Call 323-918-5505, email info@apluscarela.com, or book your free consultation. The best time to prevent a fall is always before it happens — and the best place to start is right where you live.

Frequently Asked Questions

If I'm afraid of falling, isn't it safer to just move less?

Moving less actually increases your risk. Inactivity leads to weaker muscles and a duller sense of balance, which creates a downward spiral where the next fall becomes more likely. Deliberately building strength and balance is the safest approach.

Is it too late to improve my balance?

It is never too late. Balance is a highly trainable skill, and meaningful improvements are consistently documented in adults well into their 80s and beyond.

Do I need a doctor's referral to start balance therapy in California?

Generally, no. California allows “direct access,” meaning a licensed physical therapist can assess and begin treating you right away without a physician's referral. However, some insurance plans do require one for coverage, so our team will verify your benefits before you begin.

Why is in-home therapy better for fall prevention than going to a clinic?

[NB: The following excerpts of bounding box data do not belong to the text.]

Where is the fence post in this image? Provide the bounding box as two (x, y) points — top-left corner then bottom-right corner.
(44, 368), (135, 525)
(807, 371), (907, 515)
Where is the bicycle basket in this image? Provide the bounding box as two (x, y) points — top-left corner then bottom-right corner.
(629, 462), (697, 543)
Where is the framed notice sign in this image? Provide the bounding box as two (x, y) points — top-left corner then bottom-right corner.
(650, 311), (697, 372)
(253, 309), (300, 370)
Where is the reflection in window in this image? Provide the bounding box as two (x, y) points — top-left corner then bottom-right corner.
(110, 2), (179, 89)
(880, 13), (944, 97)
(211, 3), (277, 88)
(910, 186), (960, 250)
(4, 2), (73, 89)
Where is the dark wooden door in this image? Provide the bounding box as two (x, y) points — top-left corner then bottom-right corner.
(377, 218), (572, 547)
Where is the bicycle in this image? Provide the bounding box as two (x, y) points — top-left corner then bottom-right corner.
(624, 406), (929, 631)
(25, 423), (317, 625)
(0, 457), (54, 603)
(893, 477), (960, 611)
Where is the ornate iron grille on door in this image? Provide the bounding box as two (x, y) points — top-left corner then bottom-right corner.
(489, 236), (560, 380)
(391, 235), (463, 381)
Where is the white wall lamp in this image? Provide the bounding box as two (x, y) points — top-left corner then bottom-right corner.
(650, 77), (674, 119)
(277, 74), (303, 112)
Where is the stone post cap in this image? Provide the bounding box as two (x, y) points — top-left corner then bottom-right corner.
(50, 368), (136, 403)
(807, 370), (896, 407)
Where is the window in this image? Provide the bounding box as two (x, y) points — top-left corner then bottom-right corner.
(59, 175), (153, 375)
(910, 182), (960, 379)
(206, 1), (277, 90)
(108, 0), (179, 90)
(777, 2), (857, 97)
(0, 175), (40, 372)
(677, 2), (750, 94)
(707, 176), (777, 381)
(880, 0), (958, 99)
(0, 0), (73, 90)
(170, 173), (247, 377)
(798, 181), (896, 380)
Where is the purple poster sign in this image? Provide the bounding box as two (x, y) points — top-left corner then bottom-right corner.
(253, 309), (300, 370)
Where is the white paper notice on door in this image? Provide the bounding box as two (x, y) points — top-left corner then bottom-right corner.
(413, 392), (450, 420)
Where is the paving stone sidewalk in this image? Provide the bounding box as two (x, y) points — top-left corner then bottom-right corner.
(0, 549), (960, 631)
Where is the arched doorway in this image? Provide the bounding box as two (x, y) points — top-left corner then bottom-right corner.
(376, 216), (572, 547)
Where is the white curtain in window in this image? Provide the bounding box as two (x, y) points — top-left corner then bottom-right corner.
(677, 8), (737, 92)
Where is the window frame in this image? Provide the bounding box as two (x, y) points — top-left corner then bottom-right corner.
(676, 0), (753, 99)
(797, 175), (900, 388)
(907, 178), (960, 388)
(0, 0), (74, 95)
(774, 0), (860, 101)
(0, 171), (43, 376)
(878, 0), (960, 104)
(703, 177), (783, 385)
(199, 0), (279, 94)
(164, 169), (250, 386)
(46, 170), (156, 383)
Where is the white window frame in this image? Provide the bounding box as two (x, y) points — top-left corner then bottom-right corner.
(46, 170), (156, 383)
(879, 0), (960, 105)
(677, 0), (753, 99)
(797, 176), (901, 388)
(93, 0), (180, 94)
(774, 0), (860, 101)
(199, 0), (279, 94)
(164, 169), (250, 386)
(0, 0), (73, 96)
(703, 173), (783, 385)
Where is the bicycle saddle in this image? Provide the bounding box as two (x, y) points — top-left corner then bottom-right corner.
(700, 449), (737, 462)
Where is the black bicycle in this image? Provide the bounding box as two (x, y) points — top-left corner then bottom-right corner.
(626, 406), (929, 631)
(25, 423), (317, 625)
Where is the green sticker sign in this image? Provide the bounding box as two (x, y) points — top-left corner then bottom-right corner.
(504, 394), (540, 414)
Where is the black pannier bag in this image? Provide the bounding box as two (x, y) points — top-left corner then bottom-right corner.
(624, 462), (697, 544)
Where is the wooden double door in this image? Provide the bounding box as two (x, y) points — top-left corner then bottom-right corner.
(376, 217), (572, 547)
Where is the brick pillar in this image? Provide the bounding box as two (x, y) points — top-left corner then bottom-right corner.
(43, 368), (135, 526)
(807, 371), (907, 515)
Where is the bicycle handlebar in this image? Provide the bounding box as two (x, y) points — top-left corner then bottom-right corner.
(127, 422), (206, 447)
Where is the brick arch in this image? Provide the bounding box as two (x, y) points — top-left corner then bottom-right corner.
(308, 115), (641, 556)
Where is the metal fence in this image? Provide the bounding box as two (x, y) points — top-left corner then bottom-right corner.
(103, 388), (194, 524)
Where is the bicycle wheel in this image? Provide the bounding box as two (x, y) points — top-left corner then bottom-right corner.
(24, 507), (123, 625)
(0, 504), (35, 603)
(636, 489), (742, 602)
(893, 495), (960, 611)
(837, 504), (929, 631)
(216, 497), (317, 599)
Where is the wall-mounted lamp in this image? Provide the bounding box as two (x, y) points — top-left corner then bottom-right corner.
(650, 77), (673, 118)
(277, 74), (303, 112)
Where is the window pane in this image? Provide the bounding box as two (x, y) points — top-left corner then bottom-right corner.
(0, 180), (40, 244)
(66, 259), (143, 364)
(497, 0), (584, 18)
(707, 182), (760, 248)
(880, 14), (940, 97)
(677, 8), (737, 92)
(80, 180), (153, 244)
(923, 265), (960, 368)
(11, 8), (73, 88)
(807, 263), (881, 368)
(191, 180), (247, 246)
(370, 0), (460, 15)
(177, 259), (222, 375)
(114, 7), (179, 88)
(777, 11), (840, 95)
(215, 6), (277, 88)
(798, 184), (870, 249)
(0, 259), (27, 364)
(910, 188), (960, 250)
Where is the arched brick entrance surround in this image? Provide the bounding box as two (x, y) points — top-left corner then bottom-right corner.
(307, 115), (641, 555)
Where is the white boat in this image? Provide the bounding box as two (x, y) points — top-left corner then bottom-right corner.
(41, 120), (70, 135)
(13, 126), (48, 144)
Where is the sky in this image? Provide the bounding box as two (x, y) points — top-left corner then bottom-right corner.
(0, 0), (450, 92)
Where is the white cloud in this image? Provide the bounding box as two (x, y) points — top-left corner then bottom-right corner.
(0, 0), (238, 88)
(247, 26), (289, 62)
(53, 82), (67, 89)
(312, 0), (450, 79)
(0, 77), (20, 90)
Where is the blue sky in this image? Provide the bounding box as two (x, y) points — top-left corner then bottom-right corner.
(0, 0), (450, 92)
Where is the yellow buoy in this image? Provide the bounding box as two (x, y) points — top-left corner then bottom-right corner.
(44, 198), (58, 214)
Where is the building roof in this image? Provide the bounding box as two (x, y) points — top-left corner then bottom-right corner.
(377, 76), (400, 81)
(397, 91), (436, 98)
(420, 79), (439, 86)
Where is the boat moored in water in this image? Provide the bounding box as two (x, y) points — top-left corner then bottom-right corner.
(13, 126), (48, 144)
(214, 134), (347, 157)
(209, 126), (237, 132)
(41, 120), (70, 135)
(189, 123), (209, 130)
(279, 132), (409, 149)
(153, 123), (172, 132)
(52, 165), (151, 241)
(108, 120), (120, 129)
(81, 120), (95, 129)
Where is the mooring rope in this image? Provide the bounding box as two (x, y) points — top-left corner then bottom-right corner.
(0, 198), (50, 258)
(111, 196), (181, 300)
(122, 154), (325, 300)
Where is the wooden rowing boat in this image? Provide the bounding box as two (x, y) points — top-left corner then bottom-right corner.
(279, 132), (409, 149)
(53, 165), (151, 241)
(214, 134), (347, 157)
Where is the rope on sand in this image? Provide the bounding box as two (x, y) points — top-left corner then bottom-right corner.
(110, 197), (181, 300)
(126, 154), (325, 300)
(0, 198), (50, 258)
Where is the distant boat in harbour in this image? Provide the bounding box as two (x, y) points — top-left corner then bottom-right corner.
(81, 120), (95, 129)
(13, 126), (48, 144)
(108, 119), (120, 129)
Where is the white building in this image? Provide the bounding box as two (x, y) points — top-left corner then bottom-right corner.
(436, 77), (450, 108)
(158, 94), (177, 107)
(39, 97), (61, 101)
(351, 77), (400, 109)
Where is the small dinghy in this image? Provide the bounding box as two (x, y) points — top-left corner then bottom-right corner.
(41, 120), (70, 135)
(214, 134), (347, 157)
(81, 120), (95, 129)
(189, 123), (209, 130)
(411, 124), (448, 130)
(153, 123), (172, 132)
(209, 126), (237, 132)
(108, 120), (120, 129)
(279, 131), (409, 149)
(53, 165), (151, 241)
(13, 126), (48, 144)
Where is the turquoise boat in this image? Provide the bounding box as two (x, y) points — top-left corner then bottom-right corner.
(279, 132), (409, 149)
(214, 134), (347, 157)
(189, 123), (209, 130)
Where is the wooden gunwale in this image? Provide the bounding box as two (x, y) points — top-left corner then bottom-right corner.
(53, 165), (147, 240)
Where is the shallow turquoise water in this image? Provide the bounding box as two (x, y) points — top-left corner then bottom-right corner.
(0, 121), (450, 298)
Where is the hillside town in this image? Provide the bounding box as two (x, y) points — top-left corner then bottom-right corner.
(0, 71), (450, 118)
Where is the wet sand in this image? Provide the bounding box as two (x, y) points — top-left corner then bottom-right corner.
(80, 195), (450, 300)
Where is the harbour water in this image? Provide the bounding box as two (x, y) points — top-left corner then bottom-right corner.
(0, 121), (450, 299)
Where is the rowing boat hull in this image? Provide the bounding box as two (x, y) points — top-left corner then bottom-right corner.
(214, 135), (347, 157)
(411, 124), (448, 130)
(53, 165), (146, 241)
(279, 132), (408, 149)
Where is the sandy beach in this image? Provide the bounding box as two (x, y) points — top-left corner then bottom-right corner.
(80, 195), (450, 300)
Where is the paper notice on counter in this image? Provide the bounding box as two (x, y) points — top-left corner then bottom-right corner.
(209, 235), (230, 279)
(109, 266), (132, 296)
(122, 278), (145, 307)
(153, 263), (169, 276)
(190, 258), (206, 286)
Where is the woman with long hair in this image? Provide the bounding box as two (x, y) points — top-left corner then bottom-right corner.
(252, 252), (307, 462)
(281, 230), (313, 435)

A clinic can test your balance, but only a home visit can evaluate your actual environment. In-home therapy allows the therapist to spot real hazards (like throw rugs or poor lighting) and lets you practice navigating the exact stairs, chairs, and hallways you use every day.

What is the difference between Physical Therapy and Occupational Therapy for fall prevention?

Physical therapy rebuilds your body's physical capacity, strength, and balance to keep you upright. Occupational therapy re-engineers your daily routines (like getting in and out of the shower) and your environment to make them safer. Together, they provide a comprehensive defense against falls.